Claim 2 positioning module according to claim 1, characterized in that the force compensation device (7) comprises a force compensation module (72) which is connected directly or indirectly to the base (2).

Claim 3 Positioning module according to Claim 1 or 2, characterized in that the defined force which acts on the drive element (64) by means of the force compensation device (7) is generated by magnets or by compressed air or by pressure fluid.

Claim 4 Positioning module according to Claim 3, characterized in that the force compensation module (72) has a sleeve (722) made of a magnetic or magnetizable material, and a rod (724) made of a magnetic or magnetizable material and protruding at least partially into the sleeve (722). , wherein the sleeve (722) and the rod (724) are each mounted for rotation relative to one another.

Claim 5 positioning module according to one of the preceding claims, characterized in that the force compensation device (7) has a lever transmission device.
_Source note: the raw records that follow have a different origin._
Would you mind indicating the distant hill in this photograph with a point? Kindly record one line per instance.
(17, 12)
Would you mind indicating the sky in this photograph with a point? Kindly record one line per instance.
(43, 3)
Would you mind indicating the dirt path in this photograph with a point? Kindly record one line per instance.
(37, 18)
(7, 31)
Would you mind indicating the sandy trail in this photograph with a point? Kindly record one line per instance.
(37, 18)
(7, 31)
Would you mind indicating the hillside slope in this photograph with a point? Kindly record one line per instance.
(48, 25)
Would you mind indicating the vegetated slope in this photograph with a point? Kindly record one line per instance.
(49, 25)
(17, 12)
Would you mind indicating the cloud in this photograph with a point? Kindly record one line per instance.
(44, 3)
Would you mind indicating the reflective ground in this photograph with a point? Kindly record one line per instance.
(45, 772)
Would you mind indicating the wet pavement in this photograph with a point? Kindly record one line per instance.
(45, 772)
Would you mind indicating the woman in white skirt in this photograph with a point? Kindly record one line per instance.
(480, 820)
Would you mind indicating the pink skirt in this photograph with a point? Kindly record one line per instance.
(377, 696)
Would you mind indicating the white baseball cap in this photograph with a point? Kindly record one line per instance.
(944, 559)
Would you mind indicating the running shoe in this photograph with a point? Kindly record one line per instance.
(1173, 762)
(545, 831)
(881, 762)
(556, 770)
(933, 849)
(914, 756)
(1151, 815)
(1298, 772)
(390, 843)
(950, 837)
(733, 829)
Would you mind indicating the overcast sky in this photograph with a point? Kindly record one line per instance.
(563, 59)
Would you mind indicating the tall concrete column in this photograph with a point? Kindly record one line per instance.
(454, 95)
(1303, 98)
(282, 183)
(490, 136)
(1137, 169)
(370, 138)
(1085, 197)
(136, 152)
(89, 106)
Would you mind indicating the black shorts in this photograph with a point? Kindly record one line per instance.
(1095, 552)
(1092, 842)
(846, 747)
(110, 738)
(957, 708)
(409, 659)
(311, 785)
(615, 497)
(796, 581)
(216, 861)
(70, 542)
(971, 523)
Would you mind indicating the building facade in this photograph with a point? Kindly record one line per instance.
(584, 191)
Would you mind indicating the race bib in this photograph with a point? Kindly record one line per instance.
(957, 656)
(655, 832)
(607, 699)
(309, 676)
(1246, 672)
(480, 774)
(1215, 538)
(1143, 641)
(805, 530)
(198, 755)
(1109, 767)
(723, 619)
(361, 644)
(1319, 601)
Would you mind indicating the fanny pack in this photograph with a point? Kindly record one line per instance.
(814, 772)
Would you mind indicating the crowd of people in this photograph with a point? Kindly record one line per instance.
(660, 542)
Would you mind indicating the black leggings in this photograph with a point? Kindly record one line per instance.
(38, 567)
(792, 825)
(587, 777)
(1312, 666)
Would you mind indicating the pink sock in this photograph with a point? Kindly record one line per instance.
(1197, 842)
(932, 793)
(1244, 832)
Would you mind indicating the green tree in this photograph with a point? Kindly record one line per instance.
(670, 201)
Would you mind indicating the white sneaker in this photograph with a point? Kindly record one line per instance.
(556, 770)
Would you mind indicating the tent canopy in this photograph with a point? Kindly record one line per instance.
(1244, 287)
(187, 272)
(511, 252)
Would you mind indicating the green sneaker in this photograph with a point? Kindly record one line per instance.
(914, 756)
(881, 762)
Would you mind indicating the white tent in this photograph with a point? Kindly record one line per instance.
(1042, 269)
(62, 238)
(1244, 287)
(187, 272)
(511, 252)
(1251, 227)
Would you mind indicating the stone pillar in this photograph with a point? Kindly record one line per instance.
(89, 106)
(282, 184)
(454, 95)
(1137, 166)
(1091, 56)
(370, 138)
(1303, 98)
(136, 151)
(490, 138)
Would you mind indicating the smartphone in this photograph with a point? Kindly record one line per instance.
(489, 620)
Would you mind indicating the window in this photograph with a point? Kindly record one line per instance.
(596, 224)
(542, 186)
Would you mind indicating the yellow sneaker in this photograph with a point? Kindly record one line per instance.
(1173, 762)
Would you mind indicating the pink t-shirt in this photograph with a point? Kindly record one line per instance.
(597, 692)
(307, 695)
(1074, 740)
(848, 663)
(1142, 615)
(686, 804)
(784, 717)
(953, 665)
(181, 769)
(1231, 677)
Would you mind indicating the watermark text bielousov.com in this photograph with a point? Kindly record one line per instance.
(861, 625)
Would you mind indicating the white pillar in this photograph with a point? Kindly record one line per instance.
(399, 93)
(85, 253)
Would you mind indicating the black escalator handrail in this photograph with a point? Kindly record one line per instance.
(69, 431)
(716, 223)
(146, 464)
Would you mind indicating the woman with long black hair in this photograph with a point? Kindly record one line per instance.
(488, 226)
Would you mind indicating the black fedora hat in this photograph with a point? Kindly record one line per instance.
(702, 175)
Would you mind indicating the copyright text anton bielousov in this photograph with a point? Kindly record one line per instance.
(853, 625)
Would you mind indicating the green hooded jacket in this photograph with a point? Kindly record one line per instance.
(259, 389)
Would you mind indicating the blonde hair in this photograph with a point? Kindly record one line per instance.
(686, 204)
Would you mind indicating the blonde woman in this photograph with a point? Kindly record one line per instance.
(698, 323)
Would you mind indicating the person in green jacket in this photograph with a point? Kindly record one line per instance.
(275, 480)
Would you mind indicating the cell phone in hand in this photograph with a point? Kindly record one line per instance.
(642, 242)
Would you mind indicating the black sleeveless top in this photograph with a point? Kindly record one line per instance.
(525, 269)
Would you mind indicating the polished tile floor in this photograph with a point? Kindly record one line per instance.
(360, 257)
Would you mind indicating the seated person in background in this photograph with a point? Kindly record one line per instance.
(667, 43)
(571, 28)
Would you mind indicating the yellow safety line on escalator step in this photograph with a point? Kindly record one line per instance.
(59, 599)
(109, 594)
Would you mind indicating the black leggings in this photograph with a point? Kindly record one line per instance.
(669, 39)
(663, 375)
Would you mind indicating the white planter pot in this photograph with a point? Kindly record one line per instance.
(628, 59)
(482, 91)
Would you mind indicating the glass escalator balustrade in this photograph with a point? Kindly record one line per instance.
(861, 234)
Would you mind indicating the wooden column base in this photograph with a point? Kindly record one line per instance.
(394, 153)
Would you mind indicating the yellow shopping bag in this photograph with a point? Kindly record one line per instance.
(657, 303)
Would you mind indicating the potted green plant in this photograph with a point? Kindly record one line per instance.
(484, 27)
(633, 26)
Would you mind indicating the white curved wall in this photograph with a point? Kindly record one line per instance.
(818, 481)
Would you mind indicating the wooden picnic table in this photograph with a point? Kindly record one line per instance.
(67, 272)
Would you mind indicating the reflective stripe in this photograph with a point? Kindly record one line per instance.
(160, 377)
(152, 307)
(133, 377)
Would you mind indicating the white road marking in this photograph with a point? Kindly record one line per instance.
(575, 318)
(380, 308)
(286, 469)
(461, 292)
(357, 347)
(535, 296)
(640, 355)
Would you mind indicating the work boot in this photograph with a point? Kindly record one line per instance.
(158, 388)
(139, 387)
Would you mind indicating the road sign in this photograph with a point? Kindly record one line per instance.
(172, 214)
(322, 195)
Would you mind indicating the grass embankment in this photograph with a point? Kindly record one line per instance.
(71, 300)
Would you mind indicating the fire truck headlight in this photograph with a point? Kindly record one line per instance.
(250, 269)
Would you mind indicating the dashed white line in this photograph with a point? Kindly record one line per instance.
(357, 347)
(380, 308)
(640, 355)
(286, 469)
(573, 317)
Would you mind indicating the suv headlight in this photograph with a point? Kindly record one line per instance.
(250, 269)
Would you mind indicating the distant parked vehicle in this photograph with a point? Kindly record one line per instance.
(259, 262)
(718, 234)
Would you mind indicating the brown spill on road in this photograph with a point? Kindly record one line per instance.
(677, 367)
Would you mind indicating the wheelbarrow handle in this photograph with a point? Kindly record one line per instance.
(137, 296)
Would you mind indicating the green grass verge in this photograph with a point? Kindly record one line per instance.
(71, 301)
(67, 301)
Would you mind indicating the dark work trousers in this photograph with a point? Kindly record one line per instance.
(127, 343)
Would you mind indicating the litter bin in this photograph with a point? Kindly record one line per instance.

Claim 6 positioning module according to one of the preceding claims, characterized in that the drive unit (62) comprises an electromagnetic drive.

Claim 7 Positioning module according to one of the preceding claims, characterized in that at least one of the joint devices (5, 5') is designed in such a way that a tilting of the leg element (4) about two mutually perpendicular tilting axes and a rotation of the same leg element (4) by its own longitudinal axis is enabled.

Claim 8 Positioning module according to Claim 7, characterized in that the at least one joint device (5, 5') comprises a cardan joint (52, 52') and a rotary joint (54, 54').

Claim 9 Positioning module according to Claim 7 or 8, characterized in that the at least one joint device (5, 5') is designed as a solid joint.

Claim 10 positioning device (100) for positioning an object with at least one positioning module (1) according to one of the preceding claims.

Claim 11 Positioning device (100) according to Claim 10 with three positioning modules (1), each of the positioning modules (1) having two leg elements (4) forming a pair of legs, the positioning modules (1) being arranged relative to one another in such a way that a pair of legs is connected by a other pair of legs projects through and each pair of legs is arranged perpendicularly to the respective other pairs of legs, and the positioning element (3) of each positioning module (1) is connected to the positioning elements (3) of the two other positioning modules (1) and the three positioning elements (3) together form a positioning body (110) which has six degrees of freedom of movement.

Claim 12 Positioning device (100) according to Claim 11, characterized in that each of the positioning elements (3) corresponds to a platform with a substantially flat platform surface, the respective platform assigned to a pair of legs being arranged substantially perpendicular to the leg elements (4) thereof, and the three interconnected platforms together form a positioning body (110) in which each of the Platform surfaces is arranged substantially perpendicular to the other two platform surfaces and thereby form part of a cube.

Claim 13 positioning device (100) according to claim 12, characterized in that the three positioning modules (1) are arranged such that their bases (2) together form a cube-like base body (120) with a recess (130), and within this recess ( 130) the partially cubic positioning body (110) is arranged in such a way that the respective corresponding edges of the base body (120) and the positioning body (110) run parallel to one another.